Jawaban Assan mengundang sorakan kembali. Akhirnya permainan terakhir ada juga yang memilih dare. Bahkan Dava saja menghentikan permainannya lagi untuk melihat apa yang akan Assan lakukan.
“Pilih dah tuh bang,” pinta Diky. “Udah pada angkat tangan semua.”
“San gue San!” seru Clara. “Plisss ya ya ya?”
“Iyadah, cepetan.”
“Yes hahaha!” Clara kelewat senang sampai-sampai tak berhenti tersenyum jahil. “Oke. San, dare-nya.. coba lo telpon orang yang lo suka sekarang juga!”
“WOOOO INI DIA!!”
“WADUUU SIAPA NI CEWENYA.”
“AYO SAN TELPON GAK BOLEH NOLAK.”
Dan semua teriakan-teriakan lain yang terdengar sangat senang karena pertanyaan Clara yang sesuai ekspektasi.
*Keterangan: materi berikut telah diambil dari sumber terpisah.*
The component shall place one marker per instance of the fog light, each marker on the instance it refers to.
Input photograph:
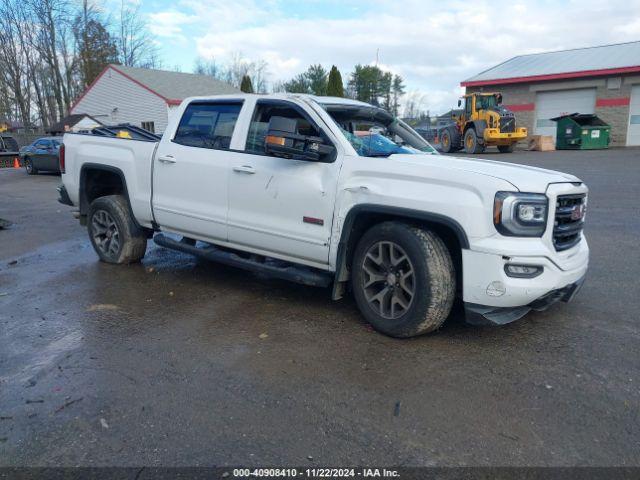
(496, 289)
(522, 271)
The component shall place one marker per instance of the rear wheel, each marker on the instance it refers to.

Assan tersenyum tenang, menyuruh semuanya untuk diam sebentar, lalu mulai mengeluarkan ponselnya. Ia terlihat sedang memilih kontak, sampai akhirnya telpon itu berpindah pada telinga si lelaki yang menunggu jawaban.
Dena sedikit bergelinjang saat ponselnya yang dalam mode getar, bergetar di saku celana. Pikiran Dena mengerang kemana-mana saat ia melihat nama itu dan harus mengangkatnya.
“Halo?” sapa Dena.
“Dena.” Ucap Assan. “Gue suka sama lo.”
Hening. Kali ini benar-benar hening. Assan menatap Dena tepat di mata si gadis, membuat Dena terdiam seribu bahasa.
Tak ada yang bersuara sampai akhirnya terdengar suara bantingan ponsel di atas karpet. Itu ponsel Dava.